Git is close to "get" and follows the tradition of short and easy-to-remember, but pretty universal, Unix commands. Torvalds always meant Git to be simple, stupid, contemptible, and despicable. Take your own pick from the dictionary of slang to find the dominant meaning. Some definitions call Git a Global Information Tracker; others say it's just a combination of curse words ("goddamn idiotic truckload of s*!"); however, these are rumors and probably only apply when it breaks.

Another Finnish Invention

In 2005 BitKeeper, the Linux Kernel developers' favorite source code management system, changed its license, and thus, the crew around Linus had to find an alternative. When he couldn't find another tool that met his standards, Linus decided to create a new code management solution from scratch. The goals for Git were equally simple: It should be fast, have a simple design, and have strong support for non-linear development (i.e., thousands of parallel branches). Linus wanted a fully distributed system that could handle very large projects – like the Linux kernel.

After 10 years, Git has become a de facto standard among developers (Figure 1). At SUSE, most of the developers work with Git, and most of the upstream projects also rely on Git, which makes collaboration a lot easier.

Figure 1: The man page that pops up after you type git help glossary is very informative.

With Git, everything became a little easier. With the website GitHub [2] (Figure 2) behind the local systems, the team is not only able to manage their own documentation projects but is hoping for far more contributions in the future – not only from developers who are already using Git and GitHub, but also from other interested people. "The website makes collaboration easier, while Git offers lots of advantages as a distributed project," says SUSE technical editor Thomas Schraitle.

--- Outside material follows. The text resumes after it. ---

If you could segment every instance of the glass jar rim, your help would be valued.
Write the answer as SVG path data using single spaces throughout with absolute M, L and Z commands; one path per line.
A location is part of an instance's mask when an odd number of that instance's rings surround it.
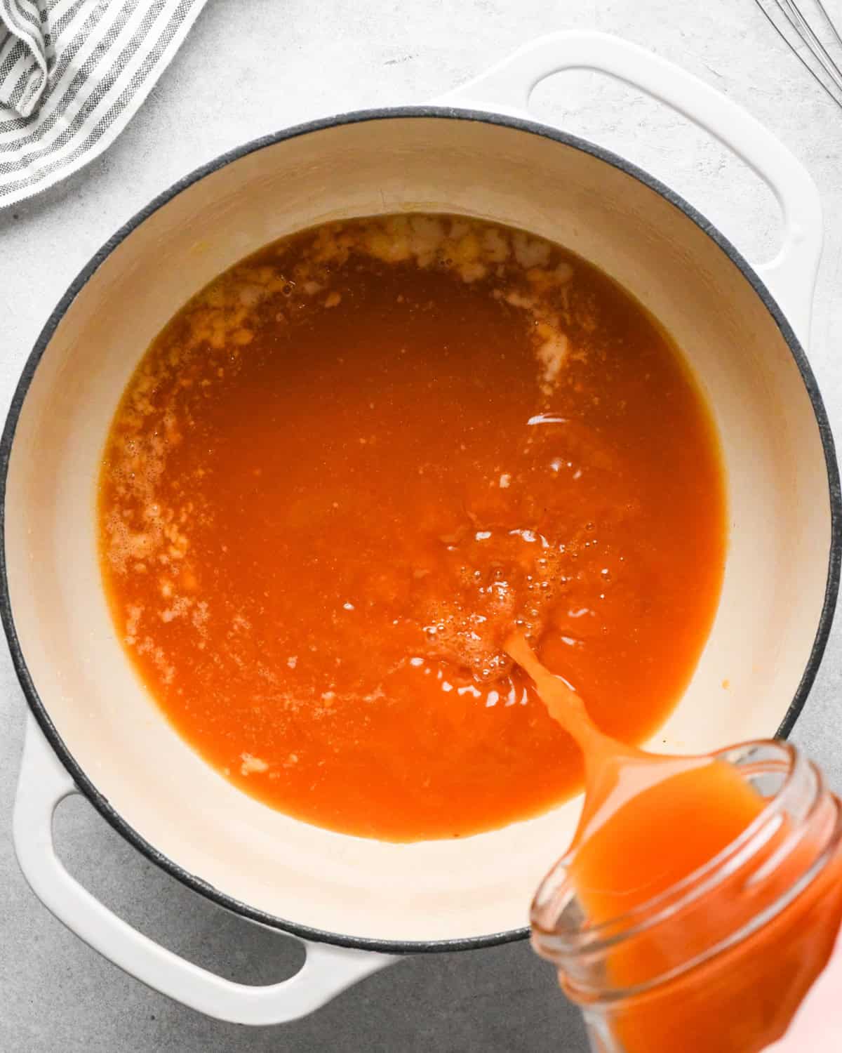
M 598 925 L 570 927 L 565 932 L 543 921 L 542 914 L 546 912 L 547 907 L 541 902 L 541 897 L 542 894 L 548 894 L 547 898 L 553 897 L 554 900 L 558 900 L 559 894 L 563 895 L 564 902 L 554 910 L 557 918 L 570 902 L 575 892 L 569 879 L 569 865 L 576 850 L 569 850 L 547 874 L 535 895 L 530 910 L 533 932 L 542 939 L 550 941 L 554 950 L 562 955 L 601 954 L 618 942 L 637 936 L 664 921 L 715 890 L 736 867 L 750 858 L 779 829 L 783 821 L 781 813 L 785 810 L 793 793 L 800 755 L 789 742 L 781 739 L 753 739 L 705 755 L 711 760 L 737 763 L 739 755 L 749 756 L 758 749 L 774 750 L 778 754 L 777 758 L 766 758 L 759 763 L 767 770 L 770 768 L 773 771 L 783 772 L 783 781 L 755 819 L 721 852 L 669 889 L 632 910 Z M 750 771 L 750 762 L 746 768 Z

Figure 2: GitHub is a company, a website, and a widespread platform for developers using Git as their version control system.

What Does Git Do?

Linus Torvalds said that Git is just a stupid content tracker, finding tracks and folders. According to Torvalds, "I really, really designed it coming at the problem from the viewpoint of a filesystem person. I actually have absolutely zero interest in creating a traditional SCM system" [3]. Where Subversion sees the data as a list of changes (check-ins) over time, Git takes the data as a set of snapshots.

You'll find more details about Git and how it works in the project's reference documentation [4]. Git lets the individual developer work independently and locally, experimenting with changes until it is safe to commit the changes beck to the Git repository. Git users always work in a Working Directory. When changes are made, they are first saved to a Staging Area. A commit command will incorporate the data from the staging area into the official Git repository (i.e., the .git directory).

Behind the scenes, Git is carefully organized to manage the project efficiently and reliably. As I mentioned previously, Git is best envisioned as a series of snapshots. Each snapshot defines the state of the project at a single point in time when a commit operation occurred. Conceptually, you can think of a snapshot as a complete copy of the project, but in fact, files that haven't changed are referenced as pointers back to the previous snapshot. Because the snapshot is created through a commit command, the snapshot itself is commonly referred to as a "commit."

The line of development is thus represented as a chain of commits (Figure 3). This linear chain of snapshots is known as a branch. The main branch of the project is called the master.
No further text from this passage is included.